La Russie célèbre cette victoire avec un grand défilé militaire sur la place Rouge, en présence de Vladimir Poutine. Un rendez-vous hautement symbolique pour le pouvoir russe.
Dans ce contexte, le Kremlin redoute d’éventuelles attaques de drones ukrainiens, qui viendraient perturber ces commémorations et mettraient en lumière les failles de la sécurité russe. L'initiative russe manque de crédibilité selon le président ukrainien Volodymyr Zelensky qui estime qu’elle relève davantage d’une opération politique que d’une réelle volonté de paix.

Ils sont persuadés que ce jour-là, nos drones vont leur tomber dessus.

Katia, une habitante de Kiev

Un sentiment partagé par les Ukrainiens. Sergei, manager à la télévision publique de Kiev, ne se fait aucune illusion. "Je ne fais pas confiance aux Russes, ils ont prouvé à maintes reprises qu'ils étaient des menteurs. Mais même si ça marche, ça ne servira à rien. C'est juste quelque chose de formel. Et après ? Ça ne me procure aucune joie", confie-t-il sur RTL.

"Les Russes ont proposé cette histoire de cessez-le-feu le 9 mai parce qu'ils sont persuadés que ce jour-là, nos drones vont leur tomber dessus, que nos drones vont arriver à Moscou", estime Katia, une habitante de Kiev, sur RTL.

"En fait, c'est un peu une opération psychologique, un jeu. Du coup, eux, ils veulent un cessez-le-feu le 8 et 9 mai. Et nous, on leur dit, ben non, ce sera le 5 et le 6. Maintenant, c'est nous qui dictons aux Russes les règles du jeu", ajoute-t-elle.

53 drones ukrainiens abattus au-dessus de son territoire

Après la proposition russe d'une trêve, l'Ukraine a annoncé un cessez-le-feu, mardi 5 mai. Cessez-le-feu qui est resté sans réponse. Selon le ministre des affaires étrangères ukrainien, les attaques russes "se sont poursuivies toute la nuit, y compris des frappes matinales sur Kharkiv et Zaporijjia", au nord-est et sud-est de l'Ukraine.

Le ministère russe de la Défense a déclaré de son côté avoir abattu 53 drones ukrainiens au-dessus de son territoire entre 21h et 7h, heure de Moscou, un nombre nettement inférieur aux plus de 200 recensés les nuits précédentes.

Pour Zelensky, ces attaques montrent que Moscou ne respecte pas ses propres engagements.
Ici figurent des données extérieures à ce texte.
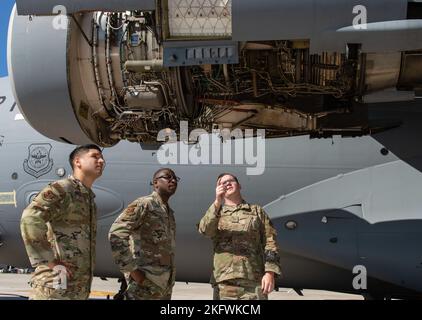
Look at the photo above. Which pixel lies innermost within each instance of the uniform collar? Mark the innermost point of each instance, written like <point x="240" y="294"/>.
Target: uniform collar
<point x="242" y="206"/>
<point x="157" y="198"/>
<point x="78" y="184"/>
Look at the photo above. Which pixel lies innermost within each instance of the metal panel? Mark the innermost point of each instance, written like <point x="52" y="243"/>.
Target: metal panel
<point x="317" y="20"/>
<point x="196" y="53"/>
<point x="46" y="7"/>
<point x="37" y="69"/>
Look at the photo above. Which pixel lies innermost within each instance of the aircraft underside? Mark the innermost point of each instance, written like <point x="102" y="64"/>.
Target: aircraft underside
<point x="128" y="75"/>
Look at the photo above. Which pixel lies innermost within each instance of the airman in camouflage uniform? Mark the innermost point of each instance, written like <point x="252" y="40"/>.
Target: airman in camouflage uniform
<point x="246" y="254"/>
<point x="59" y="229"/>
<point x="143" y="241"/>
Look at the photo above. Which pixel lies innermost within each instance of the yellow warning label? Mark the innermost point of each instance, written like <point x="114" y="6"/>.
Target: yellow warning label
<point x="8" y="198"/>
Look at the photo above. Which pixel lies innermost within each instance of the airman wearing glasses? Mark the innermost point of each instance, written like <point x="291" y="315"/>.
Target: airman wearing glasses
<point x="246" y="254"/>
<point x="143" y="241"/>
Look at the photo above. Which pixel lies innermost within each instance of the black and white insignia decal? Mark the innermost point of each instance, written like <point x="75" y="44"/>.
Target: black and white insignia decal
<point x="39" y="162"/>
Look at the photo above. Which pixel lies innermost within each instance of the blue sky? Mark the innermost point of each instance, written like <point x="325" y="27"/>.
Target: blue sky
<point x="5" y="9"/>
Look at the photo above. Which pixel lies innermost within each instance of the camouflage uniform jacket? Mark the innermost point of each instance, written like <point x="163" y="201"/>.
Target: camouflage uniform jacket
<point x="143" y="237"/>
<point x="60" y="223"/>
<point x="244" y="239"/>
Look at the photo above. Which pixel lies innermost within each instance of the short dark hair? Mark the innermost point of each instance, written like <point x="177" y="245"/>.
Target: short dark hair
<point x="227" y="174"/>
<point x="161" y="170"/>
<point x="81" y="150"/>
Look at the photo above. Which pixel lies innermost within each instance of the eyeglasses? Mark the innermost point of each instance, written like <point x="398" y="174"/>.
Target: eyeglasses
<point x="228" y="181"/>
<point x="169" y="178"/>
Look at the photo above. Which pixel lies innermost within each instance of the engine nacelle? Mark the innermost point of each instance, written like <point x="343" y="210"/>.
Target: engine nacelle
<point x="127" y="74"/>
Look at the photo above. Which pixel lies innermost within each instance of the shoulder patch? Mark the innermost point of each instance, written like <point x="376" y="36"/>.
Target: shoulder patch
<point x="58" y="187"/>
<point x="131" y="209"/>
<point x="48" y="196"/>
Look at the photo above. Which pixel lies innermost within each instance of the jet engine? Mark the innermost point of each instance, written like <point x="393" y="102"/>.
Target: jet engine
<point x="104" y="71"/>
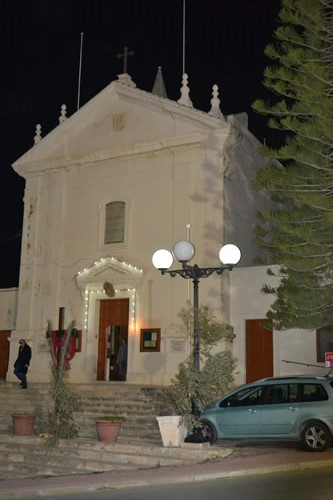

Le président ukrainien accuse ainsi la Russie d’utiliser les cessez-le-feu comme des outils de communication destinés à améliorer son image internationale, notamment lors d’événements symboliques comme les célébrations du Jour de la Victoire à Moscou.

Un cessez-le-feu qui n'est pas propice aux négociations

Le chef de l’État ukrainien reproche également à Vladimir Poutine de proposer des trêves trop courtes pour permettre de véritables négociations.

Selon lui, quelques jours de pause ne suffisent pas à construire une solution diplomatique durable. Zelensky affirme vouloir un cessez-le-feu sérieux, contrôlé et accompagné de garanties internationales, plutôt qu’une suspension temporaire des combats décidée unilatéralement par Moscou.

Cette défiance s’explique aussi par des précédents. Ces derniers mois, plusieurs tentatives de trêves temporaires, notamment à Pâques ont rapidement été accompagnées d’accusations mutuelles de violations. L’Ukraine et la Russie se sont régulièrement reproché de poursuivre les bombardements malgré les annonces officielles de cessez-le-feu.